- Born: 1987 (age 38–39) Venice
- Education: Università Iuav di Venezia, École cantonale d'art de Lausanne
- Occupations: Designer, product designer, interior architect
- [edit on Wikidata]
- Website: zanellatobortotto.com

= Giorgia Zanellato =

Italian designer

Giorgia Zanellato is an Italian designer of furniture, lighting, household and decorative objects.

== Biography ==
Giorgia Zanellato was born in Venice. She graduated from the IUAV University in Venice, and then completed a Master's Degree in Product Design at the École cantonale d'art de Lausanne in Switzerland.

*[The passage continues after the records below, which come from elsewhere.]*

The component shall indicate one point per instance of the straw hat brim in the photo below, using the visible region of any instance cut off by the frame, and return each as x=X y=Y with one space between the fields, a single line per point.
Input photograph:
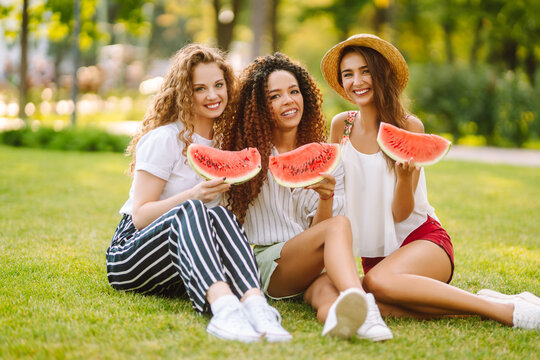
x=330 y=65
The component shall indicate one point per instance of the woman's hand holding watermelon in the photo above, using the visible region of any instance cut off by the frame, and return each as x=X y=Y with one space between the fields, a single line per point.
x=405 y=169
x=208 y=190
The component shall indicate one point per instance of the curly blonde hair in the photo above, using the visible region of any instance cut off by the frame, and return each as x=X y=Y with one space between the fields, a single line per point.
x=253 y=121
x=174 y=100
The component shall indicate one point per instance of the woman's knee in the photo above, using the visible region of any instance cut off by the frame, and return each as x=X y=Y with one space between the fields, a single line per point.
x=378 y=282
x=320 y=289
x=340 y=230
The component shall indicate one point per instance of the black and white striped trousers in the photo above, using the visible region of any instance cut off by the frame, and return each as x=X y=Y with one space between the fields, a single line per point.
x=185 y=250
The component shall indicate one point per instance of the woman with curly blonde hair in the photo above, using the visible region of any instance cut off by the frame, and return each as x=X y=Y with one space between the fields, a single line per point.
x=173 y=237
x=295 y=232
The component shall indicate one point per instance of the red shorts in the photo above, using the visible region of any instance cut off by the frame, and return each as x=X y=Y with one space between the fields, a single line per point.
x=432 y=231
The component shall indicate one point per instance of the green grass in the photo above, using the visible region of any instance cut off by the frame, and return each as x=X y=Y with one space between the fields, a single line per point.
x=58 y=211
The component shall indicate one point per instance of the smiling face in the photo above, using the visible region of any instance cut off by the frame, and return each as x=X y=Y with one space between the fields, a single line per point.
x=356 y=78
x=285 y=99
x=209 y=91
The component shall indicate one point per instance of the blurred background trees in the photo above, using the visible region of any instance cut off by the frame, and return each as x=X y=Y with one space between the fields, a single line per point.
x=473 y=63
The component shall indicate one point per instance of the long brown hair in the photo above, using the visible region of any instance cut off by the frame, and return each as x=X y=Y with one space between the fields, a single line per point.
x=253 y=121
x=174 y=101
x=386 y=90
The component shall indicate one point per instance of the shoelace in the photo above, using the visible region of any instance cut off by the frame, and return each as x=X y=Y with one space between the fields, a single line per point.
x=523 y=319
x=267 y=313
x=235 y=316
x=373 y=316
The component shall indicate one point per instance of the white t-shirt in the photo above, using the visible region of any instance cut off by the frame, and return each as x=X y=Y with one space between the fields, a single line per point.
x=159 y=152
x=369 y=192
x=278 y=214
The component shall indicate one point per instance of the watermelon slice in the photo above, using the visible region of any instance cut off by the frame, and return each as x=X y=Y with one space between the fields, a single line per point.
x=236 y=166
x=301 y=167
x=401 y=145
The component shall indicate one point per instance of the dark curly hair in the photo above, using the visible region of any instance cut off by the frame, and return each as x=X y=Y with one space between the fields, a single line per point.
x=253 y=121
x=387 y=93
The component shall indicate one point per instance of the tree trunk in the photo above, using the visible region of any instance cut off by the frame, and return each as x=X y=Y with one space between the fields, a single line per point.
x=23 y=84
x=258 y=25
x=225 y=27
x=448 y=43
x=531 y=65
x=274 y=31
x=476 y=43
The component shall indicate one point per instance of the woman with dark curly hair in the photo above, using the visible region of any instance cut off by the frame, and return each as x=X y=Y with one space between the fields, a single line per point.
x=173 y=237
x=295 y=232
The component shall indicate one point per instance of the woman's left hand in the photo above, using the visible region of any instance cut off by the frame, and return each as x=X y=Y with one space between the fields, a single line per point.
x=405 y=169
x=325 y=187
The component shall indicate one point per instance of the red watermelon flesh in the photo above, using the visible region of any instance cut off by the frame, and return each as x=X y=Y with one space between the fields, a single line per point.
x=301 y=167
x=235 y=166
x=401 y=145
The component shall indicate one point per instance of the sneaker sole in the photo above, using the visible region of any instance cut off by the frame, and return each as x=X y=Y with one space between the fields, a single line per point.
x=378 y=337
x=351 y=313
x=525 y=296
x=277 y=338
x=225 y=335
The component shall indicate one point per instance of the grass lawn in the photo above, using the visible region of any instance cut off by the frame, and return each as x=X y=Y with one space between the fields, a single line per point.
x=58 y=211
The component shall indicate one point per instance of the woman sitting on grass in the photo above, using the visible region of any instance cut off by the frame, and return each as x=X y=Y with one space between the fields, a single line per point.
x=408 y=257
x=295 y=232
x=173 y=237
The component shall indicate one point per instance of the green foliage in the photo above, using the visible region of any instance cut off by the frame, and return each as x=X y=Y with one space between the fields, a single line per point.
x=466 y=101
x=78 y=139
x=59 y=211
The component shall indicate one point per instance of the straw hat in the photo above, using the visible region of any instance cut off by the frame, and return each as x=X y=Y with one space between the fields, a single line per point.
x=330 y=65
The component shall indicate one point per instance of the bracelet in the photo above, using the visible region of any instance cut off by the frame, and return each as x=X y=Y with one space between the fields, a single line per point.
x=328 y=198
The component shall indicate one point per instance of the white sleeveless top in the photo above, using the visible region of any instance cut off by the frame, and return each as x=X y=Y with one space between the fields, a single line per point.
x=369 y=191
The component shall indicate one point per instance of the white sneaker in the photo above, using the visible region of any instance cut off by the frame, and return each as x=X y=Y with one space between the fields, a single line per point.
x=346 y=314
x=526 y=315
x=266 y=320
x=231 y=324
x=504 y=298
x=374 y=328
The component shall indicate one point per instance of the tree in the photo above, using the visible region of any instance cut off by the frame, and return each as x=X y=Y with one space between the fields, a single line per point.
x=225 y=17
x=23 y=86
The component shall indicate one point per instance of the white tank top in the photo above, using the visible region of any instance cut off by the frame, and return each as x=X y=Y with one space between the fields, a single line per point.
x=369 y=191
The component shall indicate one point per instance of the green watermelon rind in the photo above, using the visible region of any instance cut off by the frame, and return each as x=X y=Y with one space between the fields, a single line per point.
x=312 y=181
x=388 y=151
x=229 y=180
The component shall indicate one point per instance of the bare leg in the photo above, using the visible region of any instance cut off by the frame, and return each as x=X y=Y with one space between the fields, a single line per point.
x=321 y=294
x=217 y=290
x=413 y=278
x=325 y=245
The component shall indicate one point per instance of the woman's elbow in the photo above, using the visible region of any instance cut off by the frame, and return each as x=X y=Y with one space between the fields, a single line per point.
x=401 y=215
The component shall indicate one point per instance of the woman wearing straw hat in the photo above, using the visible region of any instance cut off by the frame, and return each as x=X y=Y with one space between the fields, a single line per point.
x=297 y=232
x=406 y=254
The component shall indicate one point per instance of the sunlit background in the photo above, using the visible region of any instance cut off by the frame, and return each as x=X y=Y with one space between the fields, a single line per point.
x=473 y=63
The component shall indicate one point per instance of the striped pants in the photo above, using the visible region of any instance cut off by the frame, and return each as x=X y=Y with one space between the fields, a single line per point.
x=186 y=250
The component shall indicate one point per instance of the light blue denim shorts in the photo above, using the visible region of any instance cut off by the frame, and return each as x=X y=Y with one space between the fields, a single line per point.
x=266 y=257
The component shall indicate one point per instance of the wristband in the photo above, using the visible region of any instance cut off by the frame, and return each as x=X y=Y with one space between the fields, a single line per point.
x=328 y=198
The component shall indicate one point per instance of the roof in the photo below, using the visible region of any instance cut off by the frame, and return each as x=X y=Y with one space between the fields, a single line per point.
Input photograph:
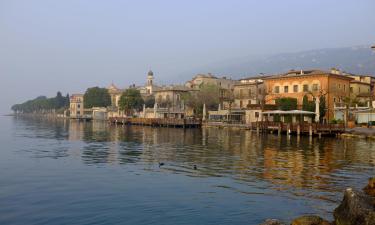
x=290 y=112
x=300 y=73
x=209 y=75
x=363 y=95
x=359 y=82
x=173 y=88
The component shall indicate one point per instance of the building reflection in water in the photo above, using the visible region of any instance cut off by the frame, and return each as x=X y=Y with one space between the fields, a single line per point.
x=297 y=164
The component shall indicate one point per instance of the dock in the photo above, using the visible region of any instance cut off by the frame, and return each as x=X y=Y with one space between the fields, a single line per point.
x=298 y=128
x=157 y=122
x=310 y=129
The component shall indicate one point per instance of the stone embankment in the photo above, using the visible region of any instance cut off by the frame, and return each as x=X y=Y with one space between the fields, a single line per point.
x=356 y=208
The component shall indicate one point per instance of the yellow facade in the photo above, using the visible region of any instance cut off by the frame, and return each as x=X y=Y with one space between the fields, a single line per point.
x=312 y=83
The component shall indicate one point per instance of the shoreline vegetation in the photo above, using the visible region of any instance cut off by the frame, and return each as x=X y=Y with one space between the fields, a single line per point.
x=356 y=208
x=357 y=132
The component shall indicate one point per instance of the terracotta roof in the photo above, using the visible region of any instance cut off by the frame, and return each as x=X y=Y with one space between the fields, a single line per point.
x=359 y=82
x=173 y=88
x=299 y=73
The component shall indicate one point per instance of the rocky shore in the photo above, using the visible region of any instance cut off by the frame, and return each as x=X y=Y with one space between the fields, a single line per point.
x=356 y=208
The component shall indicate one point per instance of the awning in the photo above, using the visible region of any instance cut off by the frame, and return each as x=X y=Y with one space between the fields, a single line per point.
x=290 y=112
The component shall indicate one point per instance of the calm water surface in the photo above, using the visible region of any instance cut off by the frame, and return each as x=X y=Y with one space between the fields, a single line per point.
x=66 y=172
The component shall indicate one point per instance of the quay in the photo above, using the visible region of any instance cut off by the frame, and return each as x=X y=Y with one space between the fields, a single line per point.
x=310 y=129
x=157 y=122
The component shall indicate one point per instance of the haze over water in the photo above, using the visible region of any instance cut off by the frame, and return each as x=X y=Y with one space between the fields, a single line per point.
x=66 y=172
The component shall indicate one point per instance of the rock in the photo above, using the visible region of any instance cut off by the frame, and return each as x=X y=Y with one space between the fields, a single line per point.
x=370 y=188
x=355 y=209
x=310 y=220
x=271 y=222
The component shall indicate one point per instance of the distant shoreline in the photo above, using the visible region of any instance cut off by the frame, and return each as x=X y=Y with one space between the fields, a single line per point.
x=7 y=115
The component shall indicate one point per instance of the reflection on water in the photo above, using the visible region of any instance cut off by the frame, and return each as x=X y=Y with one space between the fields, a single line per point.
x=311 y=171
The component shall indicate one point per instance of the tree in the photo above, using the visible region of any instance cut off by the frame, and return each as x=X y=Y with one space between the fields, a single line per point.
x=349 y=101
x=131 y=99
x=96 y=97
x=286 y=103
x=322 y=106
x=42 y=104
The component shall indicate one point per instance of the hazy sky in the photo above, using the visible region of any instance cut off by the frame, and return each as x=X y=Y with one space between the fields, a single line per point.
x=69 y=45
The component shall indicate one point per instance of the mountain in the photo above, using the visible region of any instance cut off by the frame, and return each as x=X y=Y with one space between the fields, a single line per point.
x=358 y=60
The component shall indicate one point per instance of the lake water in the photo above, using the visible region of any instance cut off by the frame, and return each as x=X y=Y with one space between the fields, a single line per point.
x=68 y=172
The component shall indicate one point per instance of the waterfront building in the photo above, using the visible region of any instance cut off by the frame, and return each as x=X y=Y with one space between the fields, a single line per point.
x=248 y=92
x=360 y=91
x=225 y=85
x=333 y=85
x=76 y=106
x=169 y=101
x=149 y=88
x=115 y=94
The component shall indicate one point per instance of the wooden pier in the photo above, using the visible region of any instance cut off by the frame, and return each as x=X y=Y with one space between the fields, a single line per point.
x=157 y=122
x=298 y=128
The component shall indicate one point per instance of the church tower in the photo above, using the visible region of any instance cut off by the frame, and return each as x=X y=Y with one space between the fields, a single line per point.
x=150 y=79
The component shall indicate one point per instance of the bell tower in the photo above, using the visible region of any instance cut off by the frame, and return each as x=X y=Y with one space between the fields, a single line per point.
x=150 y=80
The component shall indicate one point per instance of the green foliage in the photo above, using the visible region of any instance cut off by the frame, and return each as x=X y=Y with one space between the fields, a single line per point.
x=336 y=121
x=286 y=103
x=42 y=103
x=96 y=97
x=208 y=94
x=322 y=106
x=131 y=99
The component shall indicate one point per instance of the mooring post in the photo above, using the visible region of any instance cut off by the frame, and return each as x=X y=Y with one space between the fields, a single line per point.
x=298 y=129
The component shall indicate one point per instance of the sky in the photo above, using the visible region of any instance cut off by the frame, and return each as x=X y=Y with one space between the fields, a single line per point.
x=48 y=46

She is the co-founder of Zanellato/Bortotto, a design studio that has worked in the furniture, lighting, accessories, and interior architecture sectors for companies such as Louis Vuitton, De Castelli, Incalmi, Ethimo, Del Savio, Pierre Frey, Saba, Bolzan Letti, and Botteganove.

In 2023 she and Daniele Bortotto were selected by the French Academy to redesign guest rooms at the Villa Medici in Rome.

She was a fellow at the American Academy in Rome. Her work has been exhibited in the Triennale Design Museum in Milan, the MAXXI museum in Rome, and London's Aram Gallery.